STEVE KEEN

Debunking Economics

Steve Keen

Debunking Economics

Steve Keen

Steve Keen (born 28 March 1953) is an Australian economist and author. He considers himself a post-Keynesian, criticizing neoclassical economics as inconsistent, unscientific and empirically unsupported. The major influences on Keen's thinking about economics include John Maynard Keynes, Karl Marx, Hyman Minsky, Piero Sraffa, Augusto Graziani, Joseph Alois Schumpeter, and François Quesnay. Keen's full-range critique of neoclassical economics is contained in his book Debunking Economics.
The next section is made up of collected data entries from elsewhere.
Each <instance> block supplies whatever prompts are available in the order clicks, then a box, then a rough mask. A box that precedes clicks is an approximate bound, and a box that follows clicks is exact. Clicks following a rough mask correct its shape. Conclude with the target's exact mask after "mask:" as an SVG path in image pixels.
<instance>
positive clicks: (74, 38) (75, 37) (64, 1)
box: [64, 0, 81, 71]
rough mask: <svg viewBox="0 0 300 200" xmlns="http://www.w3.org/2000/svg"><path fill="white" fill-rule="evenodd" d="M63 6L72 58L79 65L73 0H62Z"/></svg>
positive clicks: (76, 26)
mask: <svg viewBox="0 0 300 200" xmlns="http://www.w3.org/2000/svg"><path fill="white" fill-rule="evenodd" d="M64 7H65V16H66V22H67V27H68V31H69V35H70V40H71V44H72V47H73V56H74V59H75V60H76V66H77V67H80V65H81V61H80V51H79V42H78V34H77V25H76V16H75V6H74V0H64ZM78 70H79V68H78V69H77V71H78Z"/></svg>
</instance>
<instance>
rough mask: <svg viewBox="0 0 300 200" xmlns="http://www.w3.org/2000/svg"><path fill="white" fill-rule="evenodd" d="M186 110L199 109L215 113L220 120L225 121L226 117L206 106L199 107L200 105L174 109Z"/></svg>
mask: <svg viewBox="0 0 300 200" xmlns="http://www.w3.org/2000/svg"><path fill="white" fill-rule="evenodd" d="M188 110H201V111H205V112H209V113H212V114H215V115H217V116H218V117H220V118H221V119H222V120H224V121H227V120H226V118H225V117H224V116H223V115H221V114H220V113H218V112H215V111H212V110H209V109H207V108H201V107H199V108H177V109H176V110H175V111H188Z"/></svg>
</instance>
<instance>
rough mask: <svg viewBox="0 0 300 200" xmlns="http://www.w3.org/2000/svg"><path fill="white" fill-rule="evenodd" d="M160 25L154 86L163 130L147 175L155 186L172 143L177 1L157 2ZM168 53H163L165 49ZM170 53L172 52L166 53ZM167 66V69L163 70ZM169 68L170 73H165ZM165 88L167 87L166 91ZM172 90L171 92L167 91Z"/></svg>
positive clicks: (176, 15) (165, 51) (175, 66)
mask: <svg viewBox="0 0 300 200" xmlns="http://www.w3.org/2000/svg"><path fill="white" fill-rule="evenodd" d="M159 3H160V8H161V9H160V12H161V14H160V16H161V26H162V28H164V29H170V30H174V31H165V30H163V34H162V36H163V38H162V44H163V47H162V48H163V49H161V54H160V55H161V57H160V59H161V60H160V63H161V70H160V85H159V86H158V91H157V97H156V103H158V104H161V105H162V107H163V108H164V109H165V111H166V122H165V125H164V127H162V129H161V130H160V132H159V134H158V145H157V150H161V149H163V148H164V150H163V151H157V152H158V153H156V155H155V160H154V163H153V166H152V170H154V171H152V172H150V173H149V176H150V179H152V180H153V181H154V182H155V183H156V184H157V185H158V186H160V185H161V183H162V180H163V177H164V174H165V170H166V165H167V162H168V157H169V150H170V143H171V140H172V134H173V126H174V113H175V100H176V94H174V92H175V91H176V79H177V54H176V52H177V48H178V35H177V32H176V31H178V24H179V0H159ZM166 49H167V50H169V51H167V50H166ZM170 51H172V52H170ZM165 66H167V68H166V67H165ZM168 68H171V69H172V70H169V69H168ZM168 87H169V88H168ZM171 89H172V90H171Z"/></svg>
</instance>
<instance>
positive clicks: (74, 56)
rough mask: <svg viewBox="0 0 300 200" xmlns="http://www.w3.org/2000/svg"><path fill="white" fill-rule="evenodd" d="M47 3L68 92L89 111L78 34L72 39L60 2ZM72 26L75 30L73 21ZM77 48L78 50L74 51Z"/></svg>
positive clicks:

Keen presents a wide variety of critiques on neoclassical economic theory, and argues that they show neoclassical assumptions are fundamentally flawed. Keen claims that several neoclassical assumptions are empirically unsupported (that is, they are unsupported by observable and repeatable phenomena) nor are they desirable for society at large (that is, they do not necessarily produce either efficiency or equity for the majority). He argues that economists' overall conclusions are very sensitive to small changes in these assumptions.

STEVE KEEN

Steve Keen proposed a Modern Debt Jubilee (forgiveness of debt). A Mod­ern Jubilee would cre­ate fiat money in the same way as with Quan­ti­ta­tive Eas­ing, but would direct that money to the bank accounts of the pub­lic with the require­ment that the first use of this money would be to reduce debt. Debtors whose debt exceeded their injec­tion would have their debt reduced but not elim­i­nated, while at the other extreme, recip­i­ents with no debt would receive a cash injec­tion into their deposit accounts. Debtors would have their debt level reduced. Non-debtors would receive a cash injection. The value of bank assets would remain con­stant, but the dis­tri­b­u­tion would alter with debt-instruments declin­ing in value and cash assets rising. Bank income would fall, since debt is an income-earning asset for a bank while cash reserves are not. The income flows to asset-backed secu­ri­ties would fall, since a sub­stan­tial pro­por­tion of the debt back­ing such secu­ri­ties would be paid off. Mem­bers of the pub­lic (both indi­vid­u­als and cor­po­ra­tions) who owned asset-backed-securities would have increased cash hold­ings out of which they could spend in lieu of the income stream from ABS’s on which they were pre­vi­ously dependent.